The dairy aisle in your local grocery store poses a plethora of decisions—pasteurized or ultrapastuerized? Organic or conventional?
Here, TakePart defines the different types of dairy available and provides resources for determining the healthiest forms of dairy for you, the cows that produce it, and the environment.
How can something that's always white have so many choices? (Photo: bluewaikiki.com/Creative Commons)
Raw—Raw milk has not been heated in either a pasteurization or ultrapasteurization process. If the milk has been contaminated with harmful bacteria at any point in the production process, that bacteria will likely still be alive when you pour it into your glass. (Proper farming and handling practices limit this risk. Here's Nina Planck's guide to what to look for in a raw milk provider.) On the upside, the lack of heating means that all beneficial bacteria, enzymes, vitamins and other nutrients are fully intact, making raw milk a nutritional powerhouse. Despite potential benefits, selling raw milk is outlawed in many states. Here's a state-by-state review of milk laws.
Organic—Cows must be fed organic feed without antibiotics or hormones. And in a recently added provision, cows must also graze on pastures for at least 120 days per year. (Horizon and Costco are two brands of organic milk that have been accused of using large-scale farming practices and keeping their cows confined to small pens despite using the "organic" label.)
Homogenized—The homogenization essentially shakes milk to evenly distribute fat particles consistently throughout the milk. (Left on their own, fat globules naturally rise to the top.) The process increases the fat molecules' exposure to air, which encourages oxidation—a nice way of saying "damage." Consumers then ingest the oxidized fat, which is harder for the body to process. According to the Weston A. Price Foundation, homogenization has been linked to atherosclerosis and heart disease.
Pasteurized—Milk is heated to give it a longer shelf life and kill potentially harmful bacteria. The downside: naturally occurring beneficial bacteria and enzymes, as well as the vitamin content, are also reduced.
Ultrapasteurized—As the name suggests, ultrapasteurized milk has undergone an amped-up version of pasteurization.

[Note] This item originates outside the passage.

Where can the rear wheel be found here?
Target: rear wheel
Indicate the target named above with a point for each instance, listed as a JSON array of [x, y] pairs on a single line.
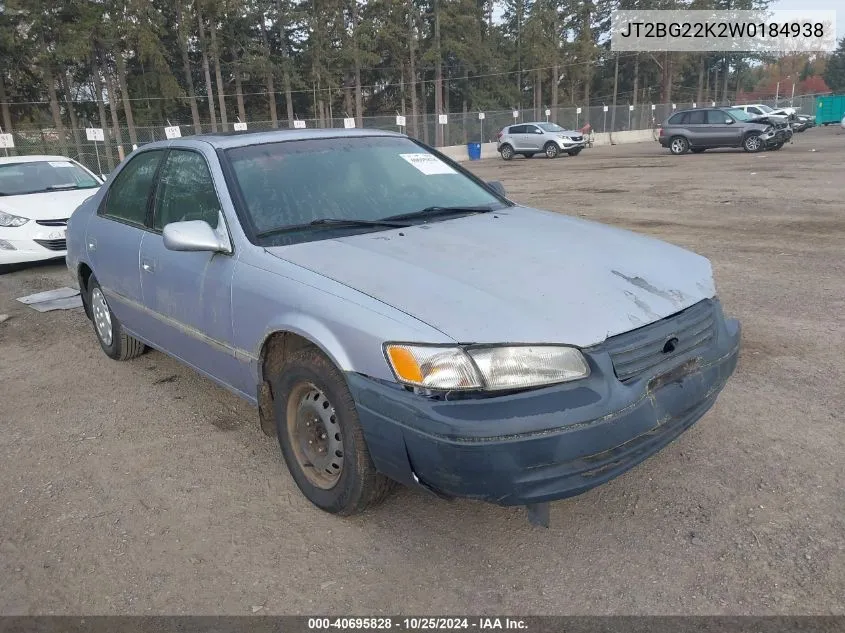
[[752, 143], [321, 437], [678, 145], [114, 341]]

Milk is heated to higher temps for longer periods of time. On the good side, this gives milk a much longer shelf life (typically four weeks) and allows milk to be shipped and stored at room temperature until opened, reducing the carbon emissions necessary to deliver the milk to your glass. On the bad side, even more bacteria, enzymes, vitamins and nutrients are destroyed in the process, severely limiting the nutritional value of the milk. Even most organic brands of milk, such as Organic Valley and Horizon, are ultrapasteurized.